The Court said that if a bankrupt person is of an age where they are entitled to draw from their private pension pots and had not done so creditors can force them to use that money to pay off their debts.
Mr Justice Livesey QC said the untouched money would be considered as an income payment under the terms of the Insolvency Act and could therefore be used to repay creditors. Private pension pots had previously generally been considered immune from creditors looking to obtain money owed to them by bankrupt individuals.
“Why should it be that a person who elected on the day preceding his bankruptcy should be in a position where his entitlement to enjoy the fruits of his pension is liable to be subject to right of the Trustee to apply for it to go to his creditors … whereas the person who had not yet done so is immune from the impact of the section and can enjoy the full fruits of his pension to the detriment of his creditors?” Mr Justice Livesey QC said in the ruling seen by Out-Law.com.
"By using the word 'immune' I mean that, such a bankrupt could avoid losing any part of his pension simply by choosing – for whatever reason – not to issue an election until the date of his discharge. I can think of no reason or policy, nor has one been suggested to me in argument, why the legislature should have legislated in order to create such an anomaly."

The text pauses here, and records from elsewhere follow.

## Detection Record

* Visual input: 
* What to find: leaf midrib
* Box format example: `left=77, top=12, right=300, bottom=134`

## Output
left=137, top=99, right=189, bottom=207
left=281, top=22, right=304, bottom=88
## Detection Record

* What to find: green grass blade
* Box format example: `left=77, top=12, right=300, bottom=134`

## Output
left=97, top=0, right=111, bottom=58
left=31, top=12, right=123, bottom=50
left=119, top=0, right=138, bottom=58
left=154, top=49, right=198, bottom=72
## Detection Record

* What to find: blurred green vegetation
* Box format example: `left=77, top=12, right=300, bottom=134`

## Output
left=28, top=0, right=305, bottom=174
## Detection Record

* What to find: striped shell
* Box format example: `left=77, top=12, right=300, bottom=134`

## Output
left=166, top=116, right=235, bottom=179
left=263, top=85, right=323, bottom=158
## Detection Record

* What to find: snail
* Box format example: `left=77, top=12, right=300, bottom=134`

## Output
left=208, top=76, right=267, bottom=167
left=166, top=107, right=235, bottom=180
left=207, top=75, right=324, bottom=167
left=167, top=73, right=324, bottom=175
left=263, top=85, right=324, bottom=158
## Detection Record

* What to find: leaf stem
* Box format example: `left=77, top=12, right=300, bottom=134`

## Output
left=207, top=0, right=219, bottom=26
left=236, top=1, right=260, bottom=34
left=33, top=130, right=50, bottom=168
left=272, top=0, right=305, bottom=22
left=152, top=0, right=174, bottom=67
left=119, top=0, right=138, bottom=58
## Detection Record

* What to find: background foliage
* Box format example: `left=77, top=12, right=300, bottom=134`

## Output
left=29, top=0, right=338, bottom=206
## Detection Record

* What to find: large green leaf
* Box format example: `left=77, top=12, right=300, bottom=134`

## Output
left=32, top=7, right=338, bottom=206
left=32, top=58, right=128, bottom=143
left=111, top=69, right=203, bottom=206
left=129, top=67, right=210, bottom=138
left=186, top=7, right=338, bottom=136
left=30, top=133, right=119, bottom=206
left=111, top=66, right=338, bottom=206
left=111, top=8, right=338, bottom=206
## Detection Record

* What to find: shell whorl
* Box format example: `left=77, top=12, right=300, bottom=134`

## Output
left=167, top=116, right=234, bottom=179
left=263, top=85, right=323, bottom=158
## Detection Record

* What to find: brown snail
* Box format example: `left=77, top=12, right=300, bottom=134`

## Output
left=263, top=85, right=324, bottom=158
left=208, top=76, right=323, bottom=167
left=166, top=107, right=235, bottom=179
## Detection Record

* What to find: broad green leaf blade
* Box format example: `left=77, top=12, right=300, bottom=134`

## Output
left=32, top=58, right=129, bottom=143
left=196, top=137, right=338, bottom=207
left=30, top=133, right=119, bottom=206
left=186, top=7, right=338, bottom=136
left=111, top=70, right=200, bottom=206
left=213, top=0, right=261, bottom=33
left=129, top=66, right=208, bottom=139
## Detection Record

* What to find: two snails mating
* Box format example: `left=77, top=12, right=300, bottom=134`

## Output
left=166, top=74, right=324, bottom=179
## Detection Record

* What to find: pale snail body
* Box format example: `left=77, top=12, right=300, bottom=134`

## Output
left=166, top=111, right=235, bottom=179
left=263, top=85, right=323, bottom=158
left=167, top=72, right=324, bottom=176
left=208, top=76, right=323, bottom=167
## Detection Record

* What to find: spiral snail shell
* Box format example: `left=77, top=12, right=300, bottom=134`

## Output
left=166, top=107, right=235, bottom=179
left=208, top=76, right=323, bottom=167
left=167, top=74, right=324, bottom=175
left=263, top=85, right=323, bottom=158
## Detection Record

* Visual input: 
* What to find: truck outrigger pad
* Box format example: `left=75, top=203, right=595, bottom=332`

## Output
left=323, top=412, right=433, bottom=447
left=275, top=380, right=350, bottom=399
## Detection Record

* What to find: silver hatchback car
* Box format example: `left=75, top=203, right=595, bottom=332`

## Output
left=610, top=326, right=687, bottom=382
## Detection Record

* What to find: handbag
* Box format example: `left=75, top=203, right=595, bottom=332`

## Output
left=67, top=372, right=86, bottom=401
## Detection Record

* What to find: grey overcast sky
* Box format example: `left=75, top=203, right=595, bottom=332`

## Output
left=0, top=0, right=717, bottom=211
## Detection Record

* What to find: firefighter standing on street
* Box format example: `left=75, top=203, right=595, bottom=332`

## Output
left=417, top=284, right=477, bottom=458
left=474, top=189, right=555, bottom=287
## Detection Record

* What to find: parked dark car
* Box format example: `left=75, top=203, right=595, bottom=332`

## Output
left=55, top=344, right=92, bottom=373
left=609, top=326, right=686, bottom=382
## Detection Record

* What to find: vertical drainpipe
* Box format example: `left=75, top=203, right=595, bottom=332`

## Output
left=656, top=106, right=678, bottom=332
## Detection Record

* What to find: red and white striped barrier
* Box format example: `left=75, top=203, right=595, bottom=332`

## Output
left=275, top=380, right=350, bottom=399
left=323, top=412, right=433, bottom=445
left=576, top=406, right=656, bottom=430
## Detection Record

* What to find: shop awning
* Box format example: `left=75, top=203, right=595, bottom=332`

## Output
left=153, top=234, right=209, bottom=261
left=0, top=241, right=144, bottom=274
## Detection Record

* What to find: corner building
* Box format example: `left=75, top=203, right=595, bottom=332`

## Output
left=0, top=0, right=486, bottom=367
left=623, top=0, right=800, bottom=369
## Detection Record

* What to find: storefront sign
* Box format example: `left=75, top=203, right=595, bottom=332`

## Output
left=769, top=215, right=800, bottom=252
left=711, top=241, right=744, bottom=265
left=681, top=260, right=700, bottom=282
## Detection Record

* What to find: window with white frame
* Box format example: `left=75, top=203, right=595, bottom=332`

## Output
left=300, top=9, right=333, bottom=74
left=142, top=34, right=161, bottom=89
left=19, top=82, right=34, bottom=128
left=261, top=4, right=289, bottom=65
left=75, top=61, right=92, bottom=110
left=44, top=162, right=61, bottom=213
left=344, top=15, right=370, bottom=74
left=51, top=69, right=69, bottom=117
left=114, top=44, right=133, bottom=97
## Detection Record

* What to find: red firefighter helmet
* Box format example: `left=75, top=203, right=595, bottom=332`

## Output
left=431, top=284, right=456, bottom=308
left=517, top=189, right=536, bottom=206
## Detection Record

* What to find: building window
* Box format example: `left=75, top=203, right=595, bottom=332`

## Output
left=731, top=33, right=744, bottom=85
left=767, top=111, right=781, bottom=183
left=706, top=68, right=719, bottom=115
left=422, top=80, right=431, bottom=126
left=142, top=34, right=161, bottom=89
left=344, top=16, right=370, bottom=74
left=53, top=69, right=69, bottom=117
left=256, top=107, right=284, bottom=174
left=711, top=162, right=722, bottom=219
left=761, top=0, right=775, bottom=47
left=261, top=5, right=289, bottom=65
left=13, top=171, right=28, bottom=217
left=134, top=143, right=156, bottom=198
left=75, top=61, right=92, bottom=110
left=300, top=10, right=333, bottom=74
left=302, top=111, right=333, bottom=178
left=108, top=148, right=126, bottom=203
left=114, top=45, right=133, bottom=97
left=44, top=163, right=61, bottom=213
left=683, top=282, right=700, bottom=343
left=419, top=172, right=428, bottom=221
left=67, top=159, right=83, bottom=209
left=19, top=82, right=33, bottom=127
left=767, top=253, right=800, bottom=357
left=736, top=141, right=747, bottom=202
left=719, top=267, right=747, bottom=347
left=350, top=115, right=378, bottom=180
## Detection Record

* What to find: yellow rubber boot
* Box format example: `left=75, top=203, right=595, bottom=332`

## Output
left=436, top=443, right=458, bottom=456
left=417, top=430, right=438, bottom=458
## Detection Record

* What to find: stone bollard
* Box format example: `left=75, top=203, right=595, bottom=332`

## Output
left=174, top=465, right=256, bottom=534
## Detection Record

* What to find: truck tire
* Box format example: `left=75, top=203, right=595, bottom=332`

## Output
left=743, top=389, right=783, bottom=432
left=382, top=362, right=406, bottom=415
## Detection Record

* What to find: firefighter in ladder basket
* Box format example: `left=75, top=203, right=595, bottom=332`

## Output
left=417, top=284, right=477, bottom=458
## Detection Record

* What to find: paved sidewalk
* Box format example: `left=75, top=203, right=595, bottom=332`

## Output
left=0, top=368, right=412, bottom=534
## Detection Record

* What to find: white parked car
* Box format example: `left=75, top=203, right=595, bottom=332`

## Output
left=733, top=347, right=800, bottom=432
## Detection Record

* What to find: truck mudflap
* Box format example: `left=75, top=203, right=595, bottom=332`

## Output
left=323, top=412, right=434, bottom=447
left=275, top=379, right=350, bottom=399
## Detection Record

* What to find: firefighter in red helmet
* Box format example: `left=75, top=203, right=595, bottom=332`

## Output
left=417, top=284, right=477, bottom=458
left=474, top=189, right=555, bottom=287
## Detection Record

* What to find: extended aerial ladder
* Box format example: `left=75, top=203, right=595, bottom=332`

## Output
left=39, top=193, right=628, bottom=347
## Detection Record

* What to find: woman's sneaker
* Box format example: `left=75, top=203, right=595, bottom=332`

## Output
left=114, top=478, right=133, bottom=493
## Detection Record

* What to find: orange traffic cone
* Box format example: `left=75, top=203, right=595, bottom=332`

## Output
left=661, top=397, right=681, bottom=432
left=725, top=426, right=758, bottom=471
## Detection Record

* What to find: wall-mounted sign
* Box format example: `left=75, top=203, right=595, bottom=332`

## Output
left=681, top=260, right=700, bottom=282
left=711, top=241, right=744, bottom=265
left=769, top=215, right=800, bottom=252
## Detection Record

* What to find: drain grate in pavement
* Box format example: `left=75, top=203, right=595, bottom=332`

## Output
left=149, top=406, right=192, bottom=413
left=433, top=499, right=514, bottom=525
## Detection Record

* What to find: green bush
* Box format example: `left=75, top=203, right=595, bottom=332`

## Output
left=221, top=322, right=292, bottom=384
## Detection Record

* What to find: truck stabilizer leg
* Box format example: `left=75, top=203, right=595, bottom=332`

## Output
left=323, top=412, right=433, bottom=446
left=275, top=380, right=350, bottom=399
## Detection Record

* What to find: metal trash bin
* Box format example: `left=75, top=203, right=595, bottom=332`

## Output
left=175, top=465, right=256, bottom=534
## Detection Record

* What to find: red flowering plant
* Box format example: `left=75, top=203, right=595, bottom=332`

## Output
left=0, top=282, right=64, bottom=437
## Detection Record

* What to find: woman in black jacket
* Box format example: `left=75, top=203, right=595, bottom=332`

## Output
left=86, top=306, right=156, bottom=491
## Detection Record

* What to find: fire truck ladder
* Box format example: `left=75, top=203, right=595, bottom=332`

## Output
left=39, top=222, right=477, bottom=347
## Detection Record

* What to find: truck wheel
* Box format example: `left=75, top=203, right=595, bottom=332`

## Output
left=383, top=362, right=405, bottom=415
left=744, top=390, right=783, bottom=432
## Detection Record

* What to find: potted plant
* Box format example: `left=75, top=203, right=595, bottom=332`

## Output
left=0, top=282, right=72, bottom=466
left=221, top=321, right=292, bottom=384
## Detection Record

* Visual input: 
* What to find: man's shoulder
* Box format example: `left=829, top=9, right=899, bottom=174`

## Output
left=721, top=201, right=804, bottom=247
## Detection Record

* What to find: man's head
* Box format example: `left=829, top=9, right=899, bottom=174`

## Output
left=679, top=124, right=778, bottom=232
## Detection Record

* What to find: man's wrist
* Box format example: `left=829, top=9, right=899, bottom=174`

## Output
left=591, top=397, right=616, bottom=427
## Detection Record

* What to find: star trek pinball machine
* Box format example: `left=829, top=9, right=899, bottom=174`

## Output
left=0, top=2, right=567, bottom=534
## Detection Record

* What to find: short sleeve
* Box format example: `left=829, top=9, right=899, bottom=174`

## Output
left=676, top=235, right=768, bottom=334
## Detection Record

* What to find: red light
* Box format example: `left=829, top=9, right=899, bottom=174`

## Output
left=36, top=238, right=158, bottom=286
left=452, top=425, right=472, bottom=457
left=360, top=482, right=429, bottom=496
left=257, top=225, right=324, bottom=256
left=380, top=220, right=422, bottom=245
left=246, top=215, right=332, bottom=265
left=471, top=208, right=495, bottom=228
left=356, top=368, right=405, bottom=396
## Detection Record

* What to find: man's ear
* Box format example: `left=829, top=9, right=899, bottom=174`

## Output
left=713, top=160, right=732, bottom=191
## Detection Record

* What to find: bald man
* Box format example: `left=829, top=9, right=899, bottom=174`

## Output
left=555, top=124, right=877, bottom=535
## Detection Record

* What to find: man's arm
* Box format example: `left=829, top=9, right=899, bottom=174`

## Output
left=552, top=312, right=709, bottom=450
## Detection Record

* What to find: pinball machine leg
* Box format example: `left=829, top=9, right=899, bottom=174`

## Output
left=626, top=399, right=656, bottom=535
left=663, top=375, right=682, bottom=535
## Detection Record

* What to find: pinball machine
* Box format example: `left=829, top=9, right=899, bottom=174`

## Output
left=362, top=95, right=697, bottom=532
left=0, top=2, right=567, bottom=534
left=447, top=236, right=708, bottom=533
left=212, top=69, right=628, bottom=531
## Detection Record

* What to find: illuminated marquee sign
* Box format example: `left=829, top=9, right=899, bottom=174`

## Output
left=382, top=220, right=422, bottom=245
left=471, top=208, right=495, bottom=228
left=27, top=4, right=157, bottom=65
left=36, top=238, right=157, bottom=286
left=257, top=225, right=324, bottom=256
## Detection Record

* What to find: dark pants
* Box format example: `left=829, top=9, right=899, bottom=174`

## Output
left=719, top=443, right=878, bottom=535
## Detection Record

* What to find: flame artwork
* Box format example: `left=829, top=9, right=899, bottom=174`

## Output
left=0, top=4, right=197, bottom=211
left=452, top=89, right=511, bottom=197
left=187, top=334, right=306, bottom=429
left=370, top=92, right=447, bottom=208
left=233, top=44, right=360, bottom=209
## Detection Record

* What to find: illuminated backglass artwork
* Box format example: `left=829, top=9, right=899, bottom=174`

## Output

"It cannot be to the benefit of the bankrupt's creditors; the creation of such an anomaly would be to discriminate in favour of a class of bankrupts, those who happened not to have made an election, without (so far as I can see) any reason or justification," the judge said. "A bankrupt does have an entitlement to a payment under a pension scheme not merely where the scheme is in payment of benefit but also where, under the rules of the scheme, he would be entitled to payment merely by asking for payment".
Pensions expert Simon Tyler of Pinsent Masons, the law firm behind Out-Law.com, said the ruling was bad for pensions savers.
“Individuals usually think that the money they put into a pension scheme will be out of any creditors’ reach if they become bankrupt," Tyler said. "That is generally true for individuals who are not yet drawing a pension from the scheme."
"This case indicates that a court may force individuals to draw a pension if the pension scheme permits this. Many pension schemes give their members this right from age 55. The reasoning in this case means that the pension savings of many individuals will only remain protected on bankruptcy as long as they are under age 55. That is a new, unwelcome, development for pension savers," he said.